La réalisatrice, Hanaël El Yousfi, a eu l'idée de ce film après avoir passé des années baignées dans les deux cultures. L'envie de croiser ces destins et de les mettre face à leurs héritages marocains et tunisiens a donné naissance au film. Cette jeune génération confrontée aux réseaux sociaux, a un désir de réaliser ses rêves [...] il y a un peu parfois une schizophrénie entre ce qui est attendu de nous et ce qu'on souhaite réellement faire, dit Hanaël El Yousfi, réalisatrice du film.

En plus de réaliser le film « Marie Madeleine », Gessica Généus y incarne le rôle principal.

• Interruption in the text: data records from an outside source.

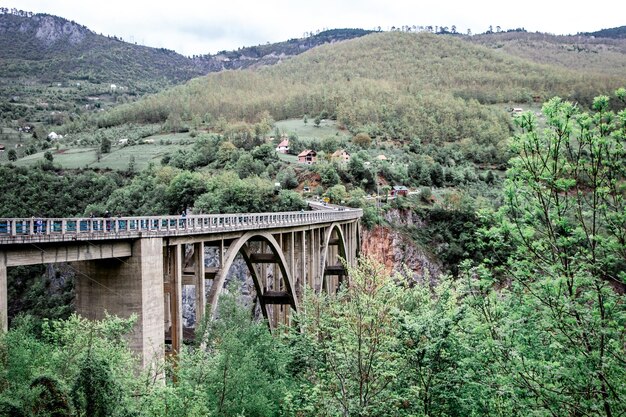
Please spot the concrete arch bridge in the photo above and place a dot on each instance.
(127, 265)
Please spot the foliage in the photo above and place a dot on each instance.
(558, 331)
(31, 192)
(346, 351)
(36, 374)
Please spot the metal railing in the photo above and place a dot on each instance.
(121, 227)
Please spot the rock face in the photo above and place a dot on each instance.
(397, 252)
(50, 29)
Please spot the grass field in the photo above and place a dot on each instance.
(309, 131)
(118, 159)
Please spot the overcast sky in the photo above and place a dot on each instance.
(200, 27)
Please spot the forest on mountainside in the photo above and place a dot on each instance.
(526, 318)
(535, 325)
(392, 86)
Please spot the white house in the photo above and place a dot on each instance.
(283, 147)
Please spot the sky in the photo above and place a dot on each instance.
(196, 27)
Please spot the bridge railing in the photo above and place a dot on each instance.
(34, 227)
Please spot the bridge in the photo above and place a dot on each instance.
(140, 265)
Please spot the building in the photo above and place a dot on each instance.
(308, 157)
(283, 147)
(341, 155)
(399, 191)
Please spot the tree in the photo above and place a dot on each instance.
(362, 139)
(105, 145)
(559, 330)
(346, 349)
(287, 178)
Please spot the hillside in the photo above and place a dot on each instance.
(391, 85)
(595, 56)
(270, 54)
(54, 70)
(53, 49)
(616, 33)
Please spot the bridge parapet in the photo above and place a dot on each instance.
(27, 230)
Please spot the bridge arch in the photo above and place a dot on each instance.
(276, 257)
(334, 269)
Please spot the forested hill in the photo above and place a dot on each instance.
(49, 49)
(255, 56)
(391, 84)
(45, 48)
(616, 33)
(583, 52)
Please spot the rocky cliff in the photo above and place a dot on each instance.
(398, 252)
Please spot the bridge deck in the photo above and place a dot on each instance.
(30, 230)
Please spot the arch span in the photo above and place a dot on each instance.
(341, 243)
(240, 245)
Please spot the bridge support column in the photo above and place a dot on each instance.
(4, 312)
(125, 286)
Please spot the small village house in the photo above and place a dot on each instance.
(341, 156)
(399, 191)
(308, 157)
(283, 147)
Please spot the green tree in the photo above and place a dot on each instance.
(346, 350)
(362, 139)
(183, 190)
(560, 345)
(105, 145)
(288, 178)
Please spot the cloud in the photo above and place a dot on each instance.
(192, 27)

Photo : Avec l'autorisation du TIFF
La pression de l'âge pour se marier, être à la fois une femme, fille, et sœur parfaite pèse sur les deux femmes. Eva rêve d'être chanteuse et Myriam veut terminer ses études. Dans le film Your Mother, Your Mother, Your Mother de Bassam Tariq, la fille du personnage principal, nommée Fatiha (Adia), est aussi sur le chemin pour devenir une jeune femme et doit, en même temps, assumer des responsabilités parentales.
Figures féminines
De la maternité à l'entrée dans l'âge adulte, les figures féminines occupent une place centrale dans plusieurs des films présentés. Elles sont confrontées à des rôles et à des attentes qui leur sont transmis par leur famille, leur culture ou leur environnement social. Dans Your Mother, Your Mother, Your Mother, cette place est vitale. Le héros endeuillé suite à la mort de sa femme est en quête de stocks de lait maternel pour sa fille. Le lait devient alors une monnaie, presque comme une arme, nous rappelant la place de la mère dans une famille et la peur de ce qui arrive lorsqu’elle n’est plus là.

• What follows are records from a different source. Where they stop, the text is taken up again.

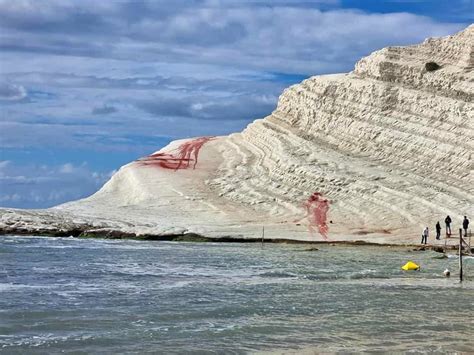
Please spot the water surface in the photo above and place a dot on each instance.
(113, 296)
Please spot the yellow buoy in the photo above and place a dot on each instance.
(410, 266)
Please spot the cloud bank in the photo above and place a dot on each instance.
(125, 77)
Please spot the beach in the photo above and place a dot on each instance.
(98, 295)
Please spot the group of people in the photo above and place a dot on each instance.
(447, 221)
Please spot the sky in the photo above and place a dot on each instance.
(88, 86)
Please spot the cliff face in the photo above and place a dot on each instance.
(374, 154)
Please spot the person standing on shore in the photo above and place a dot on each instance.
(448, 221)
(465, 225)
(438, 230)
(424, 236)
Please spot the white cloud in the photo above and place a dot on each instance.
(12, 92)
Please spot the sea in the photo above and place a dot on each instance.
(68, 295)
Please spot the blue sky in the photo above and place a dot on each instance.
(87, 86)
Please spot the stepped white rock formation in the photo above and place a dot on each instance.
(374, 155)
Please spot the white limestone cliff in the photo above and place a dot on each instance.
(374, 155)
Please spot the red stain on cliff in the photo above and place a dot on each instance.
(317, 208)
(183, 157)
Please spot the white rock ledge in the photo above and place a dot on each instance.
(387, 148)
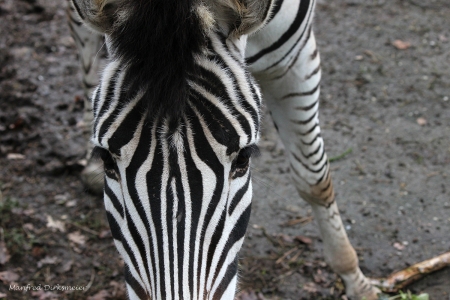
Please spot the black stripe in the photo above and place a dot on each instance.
(238, 196)
(275, 10)
(110, 89)
(302, 94)
(132, 282)
(301, 13)
(116, 203)
(137, 238)
(304, 122)
(139, 156)
(306, 166)
(306, 108)
(124, 133)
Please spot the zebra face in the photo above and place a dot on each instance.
(176, 122)
(178, 204)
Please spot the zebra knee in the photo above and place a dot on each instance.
(321, 193)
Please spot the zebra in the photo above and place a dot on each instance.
(91, 54)
(176, 121)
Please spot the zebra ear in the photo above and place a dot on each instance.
(243, 16)
(99, 15)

« Your Mother, Your Mother, Your Mother » de Bassam Tariq sortira au cinéma prochainement.
Photo : Amazon MG Studios / Jaclyn Martinez
C'était comme quelque chose que ma femme pouvait donner, quelque chose que moi, je ne pourrais jamais donner. Et je crois que je m’étais toujours demandé : si elle n’était plus là, et que les sachets de lait venaient à manquer, qu’est-ce qui se passerait?, se souvient Bassam Tariq, le réalisateur du film.
La disparition de la mère bouleverse aussi la fille du personnage principal : C'est dur, parce que je pense que c'est beaucoup plus courant qu'on ne le pense. Beaucoup de jeunes filles, et particulièrement les jeunes filles noires, sont obligées de grandir beaucoup plus vite que les autres, pense Adia, qui joue le personnage de Fatiha.

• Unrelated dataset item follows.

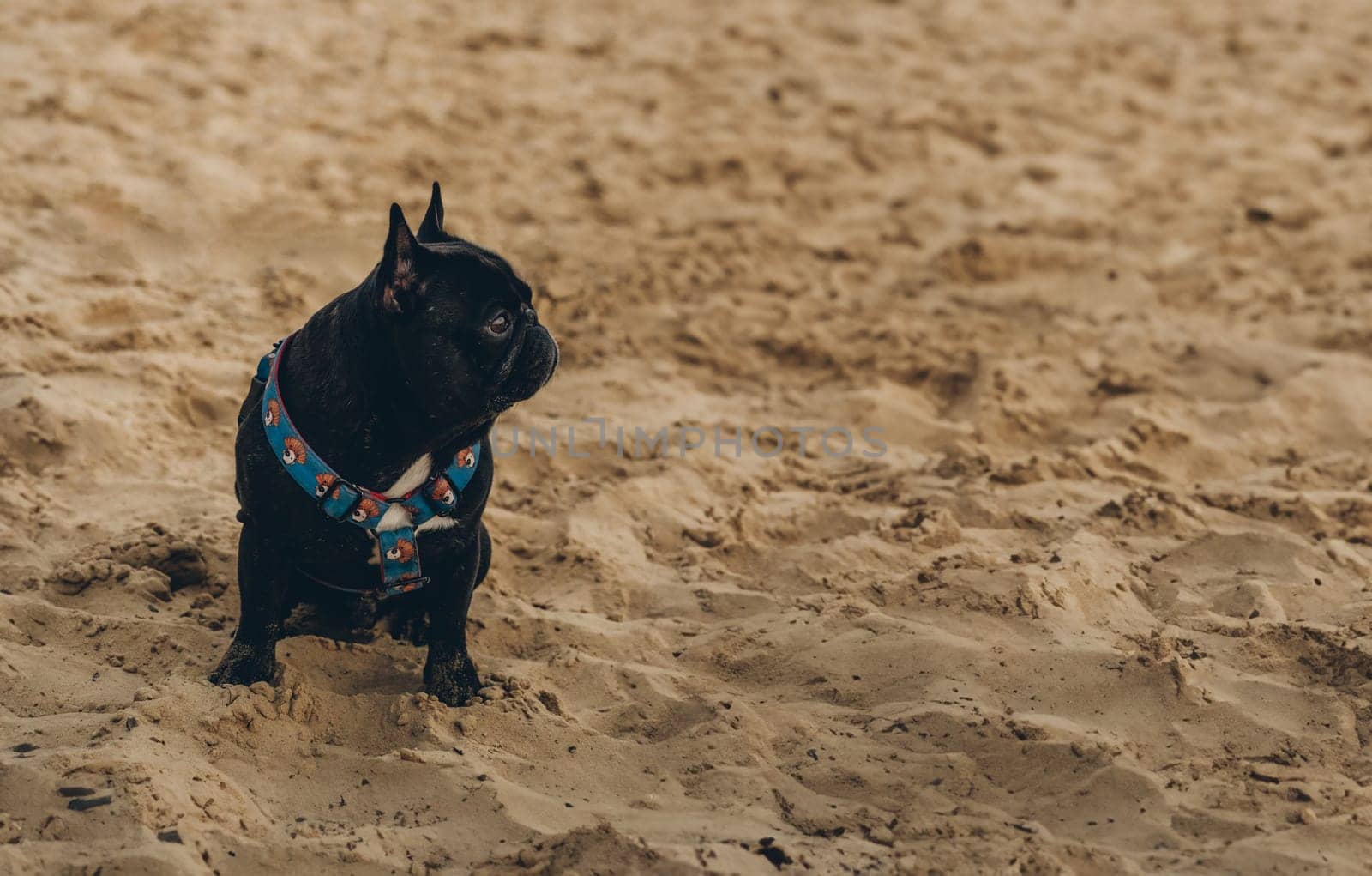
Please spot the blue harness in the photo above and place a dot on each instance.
(354, 504)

Dans leur premier long métrage poignant, les coréalisatrices Christine Boateng et Hajara Musah Chambas retracent le parcours de trois Ghanéennes qui tentent de survivre en tant que kayayei (porteuses) au cœur du plus grand marché de vêtements d'occasion au monde.
Photo : Avec l’autorisation du Festival du film international de Toronto
L'enfance écourtée se retrouve ailleurs dans la programmation du TIFF, à l'instar de l'unique film ghanéen de la sélection, Zjili. Le film s'intéresse aux kayayei, ces jeunes filles qui quittent leur foyer familial pour travailler à Accra et contribuent parfois aux revenus de leur famille. Pour celles qui restent au village, d'autres attentes s'imposent : mariage et maternité dès le plus jeune âge. Le personnage de Zoya (Rahana Abdallah) rêve de faire des études et de devenir la première présidente élue du Ghana.
À des milliers de kilomètres de là, les jeunes femmes des Filles d'Abraham sont, elles aussi, confrontées à des attentes liées à leur âge et leurs origines. Pour écrire ce film, j'ai fait plus de deux ans d'interview avec des jeunes femmes juives et musulmanes : à 35 ans, si elles ne sont pas mariées, elles sont considérées comme un handicap, rapporte Hanael El Yousfi.
Tous ces personnages, montrés dans ces films, ont en commun une foi qui participe à leur identité, sans pour autant les empêcher de chercher leur propre chemin.